It sounded like a good plan: Open your restaurant on a Tuesday so the staff can work out kinks before the weekend rush. That was Ali Kashi’s intent, and at 5:30 p.m. on Sept. 1, things were going smoothly at the Cheers Bar & Grill in Renton, the sixth in Kashi’s chain. Six tables were filled in the expansive dining room. Customers were getting their food quickly, pitchers of beer weren’t left empty, and the wait staff was sailing through orders.

But the tranquil soft opening wasn’t to be. An hour and a half later, Cheers was packed, far more so than one would expect on a Tuesday. Servers were scurrying to take orders. Two women seated upstairs came to the bar after 20 unserved minutes to order wine from Kashi, who was now serving as the de facto bartender.

The unexpected Tuesday-night rush could have been patrons curious to see what replaced A Terrible Beauty, the once-popular Irish pub that preceded Cheers. Or, perhaps, the busy night was indicative of Renton’s becoming a restaurant boomtown.

Restaurants are popping up across Washington’s eighth-largest city. National chains such as Chipotle, small independent joints such as Fine Salads and Smoking Monkey Pizza, and regional chains such as Cheers all have come to town in recent years, recognizing Renton as a city large enough to provide a steady stream of customers and cheap enough for new ventures to afford rent. Those new restaurants joined a stable of established and reputable joints, including steakhouse Melrose Grill, vegetarian Vietnamese cuisine purveyor Blossom, gastropub Whistle Stop Ale House, and Indian cuisine mainstay Naan-N-Curry. 

“It has a good population base, a lot of Boeing employees, and it was a great location,” Kashi said before Cheers’ evening rush on opening night.

Cheers’ downtown location would be considered prime real estate in many cities. Kashi favors standalone buildings he can purchase, and entire buildings for sale in neighboring cities are rare. Even for restaurateurs who can’t buy real estate, Renton’s commercial leases are among the cheapest on the Eastside — vacant spaces near Kashi’s new restaurant are advertising rates as low as $13 per square foot, less that half what downtown Bellevue space command.

Even national chains consider these factors. Dallas-based Which Wich, a fast-casual sandwich shop with a location in Seattle’s University District, is strongly considering Renton for its second area franchise. Connie Alires, Which Wich’s director of franchise development, said the company targets white-collar locations with “higher income, higher education” consumers seeking healthier fast food.

Those traits sound more like Renton’s Eastside neighbors to the north — Renton’s median income is 62 percent of Bellevue’s — but restaurants also want an area that hasn’t maxed out its potential. “Renton is one of those up and coming areas,” Alires said. “The sandwich segment is one of the most heavily populated within the quick-service restaurant industry today, so … a lot of times we have to be first in that location.”

That Renton doesn’t have as many sandwich shops as Bellevue or Seattle is one reason financial consulting firm Nerdwallet named Renton the 12th best city in the U.S. to open a restaurant today.

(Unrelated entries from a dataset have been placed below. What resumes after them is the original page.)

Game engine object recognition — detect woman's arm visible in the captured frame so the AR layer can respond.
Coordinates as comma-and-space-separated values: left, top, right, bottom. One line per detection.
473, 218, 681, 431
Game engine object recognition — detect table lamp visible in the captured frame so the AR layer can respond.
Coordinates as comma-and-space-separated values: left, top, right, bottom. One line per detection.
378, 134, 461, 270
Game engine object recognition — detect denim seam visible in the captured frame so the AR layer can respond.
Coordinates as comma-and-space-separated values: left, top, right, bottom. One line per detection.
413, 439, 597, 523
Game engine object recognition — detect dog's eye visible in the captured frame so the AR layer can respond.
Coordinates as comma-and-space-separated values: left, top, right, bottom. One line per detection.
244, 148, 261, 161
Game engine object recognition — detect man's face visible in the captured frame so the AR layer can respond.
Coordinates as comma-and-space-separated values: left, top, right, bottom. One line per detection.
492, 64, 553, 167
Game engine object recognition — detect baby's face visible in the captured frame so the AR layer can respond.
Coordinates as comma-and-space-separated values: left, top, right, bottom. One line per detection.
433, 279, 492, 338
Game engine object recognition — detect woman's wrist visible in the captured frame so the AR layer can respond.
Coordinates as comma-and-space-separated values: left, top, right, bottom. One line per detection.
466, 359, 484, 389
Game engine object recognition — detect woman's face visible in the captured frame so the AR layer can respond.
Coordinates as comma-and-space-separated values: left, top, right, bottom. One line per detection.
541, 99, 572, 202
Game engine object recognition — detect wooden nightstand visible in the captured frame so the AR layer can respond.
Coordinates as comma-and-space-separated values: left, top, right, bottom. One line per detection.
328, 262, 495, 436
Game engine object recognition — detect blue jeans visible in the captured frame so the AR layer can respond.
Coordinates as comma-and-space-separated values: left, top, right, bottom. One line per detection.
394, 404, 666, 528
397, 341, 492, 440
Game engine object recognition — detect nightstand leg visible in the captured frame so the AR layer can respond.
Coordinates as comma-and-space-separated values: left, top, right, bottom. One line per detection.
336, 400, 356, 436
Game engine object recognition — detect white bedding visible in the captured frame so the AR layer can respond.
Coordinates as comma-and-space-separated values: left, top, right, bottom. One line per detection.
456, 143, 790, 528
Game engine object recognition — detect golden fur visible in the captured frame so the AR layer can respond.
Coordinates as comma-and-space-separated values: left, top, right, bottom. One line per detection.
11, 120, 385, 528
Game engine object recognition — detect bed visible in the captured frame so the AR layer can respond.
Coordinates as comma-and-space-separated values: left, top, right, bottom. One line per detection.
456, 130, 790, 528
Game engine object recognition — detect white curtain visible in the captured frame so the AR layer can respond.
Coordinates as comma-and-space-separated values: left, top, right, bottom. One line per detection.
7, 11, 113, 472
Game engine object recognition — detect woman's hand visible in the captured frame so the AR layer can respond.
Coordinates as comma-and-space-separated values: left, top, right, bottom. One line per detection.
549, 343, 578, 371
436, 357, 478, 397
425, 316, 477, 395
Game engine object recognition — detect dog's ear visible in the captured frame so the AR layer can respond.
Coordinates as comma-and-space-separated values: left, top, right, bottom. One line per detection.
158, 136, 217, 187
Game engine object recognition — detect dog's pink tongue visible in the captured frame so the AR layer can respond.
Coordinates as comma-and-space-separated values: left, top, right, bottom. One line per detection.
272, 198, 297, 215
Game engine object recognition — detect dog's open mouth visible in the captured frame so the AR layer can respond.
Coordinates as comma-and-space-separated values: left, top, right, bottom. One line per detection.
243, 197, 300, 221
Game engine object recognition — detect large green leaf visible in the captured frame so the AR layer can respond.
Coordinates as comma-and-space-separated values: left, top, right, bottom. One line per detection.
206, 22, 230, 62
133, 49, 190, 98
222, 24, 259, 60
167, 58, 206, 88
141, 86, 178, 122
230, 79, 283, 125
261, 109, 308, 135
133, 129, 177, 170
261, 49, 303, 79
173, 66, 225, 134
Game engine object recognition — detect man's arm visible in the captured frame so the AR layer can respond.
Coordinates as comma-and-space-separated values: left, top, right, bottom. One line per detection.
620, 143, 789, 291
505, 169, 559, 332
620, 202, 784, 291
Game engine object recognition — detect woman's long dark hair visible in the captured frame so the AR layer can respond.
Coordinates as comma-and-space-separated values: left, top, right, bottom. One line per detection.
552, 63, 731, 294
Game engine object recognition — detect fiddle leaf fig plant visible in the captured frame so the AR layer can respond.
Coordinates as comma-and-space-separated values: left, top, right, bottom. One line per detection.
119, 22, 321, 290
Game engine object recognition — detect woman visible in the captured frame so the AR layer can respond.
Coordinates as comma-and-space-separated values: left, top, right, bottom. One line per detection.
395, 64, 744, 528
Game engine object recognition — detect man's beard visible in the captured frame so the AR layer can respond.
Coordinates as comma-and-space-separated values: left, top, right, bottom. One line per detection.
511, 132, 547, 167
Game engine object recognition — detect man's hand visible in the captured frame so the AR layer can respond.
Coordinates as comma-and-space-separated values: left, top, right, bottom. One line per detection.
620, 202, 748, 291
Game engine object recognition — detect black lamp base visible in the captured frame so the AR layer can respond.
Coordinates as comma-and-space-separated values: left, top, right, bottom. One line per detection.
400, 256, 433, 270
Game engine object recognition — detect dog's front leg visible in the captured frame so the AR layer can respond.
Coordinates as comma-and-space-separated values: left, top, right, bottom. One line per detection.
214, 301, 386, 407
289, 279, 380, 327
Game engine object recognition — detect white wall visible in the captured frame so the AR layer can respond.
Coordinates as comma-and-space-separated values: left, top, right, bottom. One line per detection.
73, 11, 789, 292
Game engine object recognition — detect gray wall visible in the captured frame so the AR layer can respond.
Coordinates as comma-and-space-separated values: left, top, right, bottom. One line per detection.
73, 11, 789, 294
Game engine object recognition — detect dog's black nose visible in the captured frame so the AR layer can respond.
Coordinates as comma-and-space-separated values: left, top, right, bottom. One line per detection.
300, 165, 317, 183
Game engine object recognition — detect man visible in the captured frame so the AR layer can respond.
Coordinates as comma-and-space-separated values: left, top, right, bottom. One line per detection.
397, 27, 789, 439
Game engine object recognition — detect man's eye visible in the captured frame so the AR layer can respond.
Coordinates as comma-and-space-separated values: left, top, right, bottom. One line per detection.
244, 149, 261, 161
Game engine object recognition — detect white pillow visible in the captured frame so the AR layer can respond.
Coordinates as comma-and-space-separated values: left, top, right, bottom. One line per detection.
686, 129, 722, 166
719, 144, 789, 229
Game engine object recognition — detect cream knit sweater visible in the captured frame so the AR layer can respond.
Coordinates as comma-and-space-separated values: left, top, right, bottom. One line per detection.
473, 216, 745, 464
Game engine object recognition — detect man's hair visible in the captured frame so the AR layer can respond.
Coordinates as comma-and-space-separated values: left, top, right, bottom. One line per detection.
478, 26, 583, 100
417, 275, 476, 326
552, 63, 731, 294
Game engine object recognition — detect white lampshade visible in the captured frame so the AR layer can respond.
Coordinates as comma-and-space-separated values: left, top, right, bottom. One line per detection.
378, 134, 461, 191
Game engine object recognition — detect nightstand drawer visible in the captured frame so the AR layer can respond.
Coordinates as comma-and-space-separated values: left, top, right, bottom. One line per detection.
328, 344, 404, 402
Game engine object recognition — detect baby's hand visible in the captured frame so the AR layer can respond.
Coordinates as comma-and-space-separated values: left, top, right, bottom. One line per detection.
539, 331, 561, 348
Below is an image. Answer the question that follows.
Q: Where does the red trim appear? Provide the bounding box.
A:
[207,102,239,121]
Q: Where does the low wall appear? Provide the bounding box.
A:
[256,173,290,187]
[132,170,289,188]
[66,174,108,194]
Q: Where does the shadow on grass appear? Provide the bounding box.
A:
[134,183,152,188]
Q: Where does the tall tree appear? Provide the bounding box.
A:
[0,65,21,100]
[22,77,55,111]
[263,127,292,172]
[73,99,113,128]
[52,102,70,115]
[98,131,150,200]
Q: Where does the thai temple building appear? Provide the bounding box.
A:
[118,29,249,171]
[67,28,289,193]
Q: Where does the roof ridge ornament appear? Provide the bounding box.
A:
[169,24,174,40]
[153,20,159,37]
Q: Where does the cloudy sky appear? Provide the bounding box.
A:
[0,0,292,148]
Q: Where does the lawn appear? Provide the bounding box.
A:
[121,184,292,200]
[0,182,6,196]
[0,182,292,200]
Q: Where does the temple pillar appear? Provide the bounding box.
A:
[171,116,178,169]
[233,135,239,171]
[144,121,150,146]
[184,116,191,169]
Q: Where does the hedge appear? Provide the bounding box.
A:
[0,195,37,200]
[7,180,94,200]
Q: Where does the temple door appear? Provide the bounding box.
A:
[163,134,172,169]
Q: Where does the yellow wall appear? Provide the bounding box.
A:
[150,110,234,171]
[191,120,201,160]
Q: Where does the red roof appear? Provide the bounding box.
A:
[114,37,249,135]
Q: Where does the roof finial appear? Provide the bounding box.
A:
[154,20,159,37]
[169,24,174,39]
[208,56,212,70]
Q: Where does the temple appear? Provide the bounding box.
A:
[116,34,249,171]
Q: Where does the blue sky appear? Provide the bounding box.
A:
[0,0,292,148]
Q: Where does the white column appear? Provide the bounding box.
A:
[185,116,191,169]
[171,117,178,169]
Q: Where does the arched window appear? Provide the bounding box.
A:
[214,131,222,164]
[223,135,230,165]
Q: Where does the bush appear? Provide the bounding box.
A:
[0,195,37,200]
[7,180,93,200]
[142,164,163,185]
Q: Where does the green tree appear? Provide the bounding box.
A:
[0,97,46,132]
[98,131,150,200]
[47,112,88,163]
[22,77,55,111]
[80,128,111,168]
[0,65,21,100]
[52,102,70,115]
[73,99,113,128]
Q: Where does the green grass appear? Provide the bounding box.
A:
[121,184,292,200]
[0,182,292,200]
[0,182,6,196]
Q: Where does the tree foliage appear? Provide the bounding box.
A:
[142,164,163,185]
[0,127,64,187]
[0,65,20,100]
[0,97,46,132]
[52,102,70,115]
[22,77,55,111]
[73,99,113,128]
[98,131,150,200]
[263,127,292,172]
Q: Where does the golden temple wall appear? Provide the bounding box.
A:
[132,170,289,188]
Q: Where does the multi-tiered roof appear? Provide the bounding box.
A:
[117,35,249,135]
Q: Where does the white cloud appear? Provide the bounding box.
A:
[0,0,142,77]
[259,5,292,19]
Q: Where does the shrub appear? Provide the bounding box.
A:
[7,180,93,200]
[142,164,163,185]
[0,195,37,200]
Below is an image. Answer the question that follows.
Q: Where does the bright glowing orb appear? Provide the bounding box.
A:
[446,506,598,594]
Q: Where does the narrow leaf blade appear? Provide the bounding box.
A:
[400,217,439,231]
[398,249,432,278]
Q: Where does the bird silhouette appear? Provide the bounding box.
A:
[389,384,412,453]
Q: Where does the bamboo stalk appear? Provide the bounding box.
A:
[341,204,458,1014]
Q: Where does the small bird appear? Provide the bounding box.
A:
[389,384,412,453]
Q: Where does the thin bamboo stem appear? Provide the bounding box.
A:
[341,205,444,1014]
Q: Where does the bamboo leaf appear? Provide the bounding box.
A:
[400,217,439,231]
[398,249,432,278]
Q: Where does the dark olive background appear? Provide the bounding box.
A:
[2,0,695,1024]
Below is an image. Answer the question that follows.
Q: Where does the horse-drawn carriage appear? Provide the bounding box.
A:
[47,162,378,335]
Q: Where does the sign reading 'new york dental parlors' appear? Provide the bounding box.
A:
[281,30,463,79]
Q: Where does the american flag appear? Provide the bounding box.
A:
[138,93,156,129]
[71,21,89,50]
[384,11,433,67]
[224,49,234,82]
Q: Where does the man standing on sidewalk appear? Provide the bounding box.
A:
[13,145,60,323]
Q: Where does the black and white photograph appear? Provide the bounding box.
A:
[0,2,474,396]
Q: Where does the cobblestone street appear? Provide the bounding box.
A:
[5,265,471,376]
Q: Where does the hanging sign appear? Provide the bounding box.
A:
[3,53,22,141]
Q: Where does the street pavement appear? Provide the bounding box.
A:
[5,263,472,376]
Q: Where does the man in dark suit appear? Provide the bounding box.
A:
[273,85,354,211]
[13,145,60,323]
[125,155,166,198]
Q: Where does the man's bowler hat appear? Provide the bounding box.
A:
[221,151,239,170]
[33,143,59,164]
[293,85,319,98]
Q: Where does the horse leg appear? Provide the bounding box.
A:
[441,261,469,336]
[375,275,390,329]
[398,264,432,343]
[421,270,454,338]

Its logic: Core cities are saturated with eateries, so the best spots to open up shop these days are suburbs with large populations and a relatively low density of restaurants.

Armondo Pavone has been watching this change since 1986, when he opened an Italian restaurant downtown. Now the owner of Melrose Grill and a City Councilmember, Pavone said the growing interest shows a maturation of the area’s dining scene, which is clustered around downtown and The Landing development.

“It used to be, if you wanted to take your family to a chain-style restaurant, you went to the Southcenter area,” Pavone said. “Now there are lots of options, and that’s a nice thing in the restaurant business — keeping the dollars in the community.”

Though more restaurants are more competition for owners like Pavone, a dining cluster also helps establish a location as a destination, which could bring more customers in. This effect is why Pavone isn’t scared of chain restaurants stealing from his steakhouse. “It’s a testament to our growing up,” Pavone said, “when chains start looking at our area and saying, well there’s a viable area.”